I've been keeping an eye on this because it might reach north to within day-trip range of me in Wisconsin. NAM is enthusiastic about there being an Iowa/north-ish Illinois target; other models are more skeptical. I'm seeing your expectation reflected in the models - it's not clear what kind of storms will be in place that morning.
Actually, after staring at the models a bit longer, I can be more precise about this: It looks like there's consensus currently on Illinois-area having favorable wind patterns (e.g., plenty of shear and curved low-level hodographs) regardless of how other things play out, and moisture looks ballpark similar. Temperature and CAPE vary a lot; I'd guess due to the differences in earlier clouds/precipitation. So like Dan said, it makes sense that morning storms would be the make-it-or-break-it factor.

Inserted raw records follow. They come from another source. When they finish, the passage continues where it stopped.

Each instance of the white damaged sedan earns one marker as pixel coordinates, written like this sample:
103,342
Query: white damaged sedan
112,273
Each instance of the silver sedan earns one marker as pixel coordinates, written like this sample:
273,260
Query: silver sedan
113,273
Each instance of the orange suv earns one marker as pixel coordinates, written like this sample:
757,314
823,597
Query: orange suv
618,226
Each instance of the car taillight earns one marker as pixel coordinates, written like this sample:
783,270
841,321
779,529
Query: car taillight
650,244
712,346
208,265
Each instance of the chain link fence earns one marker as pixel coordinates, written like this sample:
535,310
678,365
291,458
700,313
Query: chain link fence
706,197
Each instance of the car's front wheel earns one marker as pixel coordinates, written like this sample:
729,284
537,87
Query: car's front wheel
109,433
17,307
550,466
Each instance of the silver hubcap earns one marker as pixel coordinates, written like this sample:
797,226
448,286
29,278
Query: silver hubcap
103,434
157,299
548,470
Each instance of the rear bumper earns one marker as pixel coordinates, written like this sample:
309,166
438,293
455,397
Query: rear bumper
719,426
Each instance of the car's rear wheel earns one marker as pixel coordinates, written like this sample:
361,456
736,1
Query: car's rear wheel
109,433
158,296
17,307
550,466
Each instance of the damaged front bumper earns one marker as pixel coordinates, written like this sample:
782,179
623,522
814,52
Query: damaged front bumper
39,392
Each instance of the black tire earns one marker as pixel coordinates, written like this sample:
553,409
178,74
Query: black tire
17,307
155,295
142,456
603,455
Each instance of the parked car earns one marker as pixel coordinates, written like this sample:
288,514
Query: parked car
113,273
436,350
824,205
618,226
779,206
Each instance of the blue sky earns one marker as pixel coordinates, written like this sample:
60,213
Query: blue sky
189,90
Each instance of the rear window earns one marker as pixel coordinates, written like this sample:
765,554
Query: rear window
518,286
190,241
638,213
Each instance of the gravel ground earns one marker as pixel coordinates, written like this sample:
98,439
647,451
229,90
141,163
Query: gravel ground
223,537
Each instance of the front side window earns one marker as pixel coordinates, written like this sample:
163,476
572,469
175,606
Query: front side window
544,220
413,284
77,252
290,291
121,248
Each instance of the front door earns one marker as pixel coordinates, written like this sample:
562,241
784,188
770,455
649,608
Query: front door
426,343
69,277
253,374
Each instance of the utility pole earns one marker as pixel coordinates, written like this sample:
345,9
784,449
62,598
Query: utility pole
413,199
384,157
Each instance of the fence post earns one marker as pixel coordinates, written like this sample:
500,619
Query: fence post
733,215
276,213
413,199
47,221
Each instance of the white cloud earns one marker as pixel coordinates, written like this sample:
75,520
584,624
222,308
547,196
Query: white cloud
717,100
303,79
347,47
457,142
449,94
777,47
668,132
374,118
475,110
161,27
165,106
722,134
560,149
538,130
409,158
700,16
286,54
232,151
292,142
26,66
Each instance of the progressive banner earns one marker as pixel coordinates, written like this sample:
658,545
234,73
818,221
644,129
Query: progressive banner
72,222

Dan, even the models with a lot of morning storms don't seem to be putting much in central Missouri until later in the day, so you might have an opportunity regardless.
 
Secondary targets in the Plains are alive and well. I'm surprised how the beast of a tornadic storm south of Wichita Falls has barely anyone on it. The agitated cumulus on the dryline signalled it was coming.
 
By my reading, the parameter space was/is better-looking by the north storms - maybe that's it? Those storms are a bit more clustered now, though. But there's plenty of tornado ingredients across the entire area; I wouldn't be surprised to if any of the storms dropped a new tornado.

Edit: And the south storm is in the SPC's 5% zone rather than 10% zone, going along with the idea that chasers might have expected it to be outside of the optimal area.
 
Today (Sunday): CAMs are indicating plenty of secondary targets away from the typical dryline bullseyes, even some viable ones in eastern Kansas/western Missouri if storms actually do fire that far east (in range of a morning departure from STL). The jet core is farther west, but there is workable flow shown pretty much everywhere in the warm sector.

Monday: Models are starting to wake up on the early-day storm reality. The good news is that this will lay down an outflow boundary that could focus a nice corridor in the general vicinity of I-70, but the bad news is that storms are shown continually backbuilding along it through the day and keeping it reinforced with cool air (a very realistic depiction).

The dryline/OFB intersection *might* be far enough west to clear out and heat up, that's what I'd be watching for. Open warm sector storms to the south of the outflow might still work. The outflow boundary would be the 'go here' target if it can get a few hours of sun and not be 50F right on its north side, but right now that's in doubt. There could be potential for the outflow to transition to more of a warm front if it can lift fast enough.

Tuesday: A final compact shortwave kicks out over a primed warm sector, with potential outflow boundary or warm front plays in southern MO/IL, highly dependent on the outcome of Monday's storms. Like Monday, there's a lot of forcing and the potential for early storms and/or early upscale growth.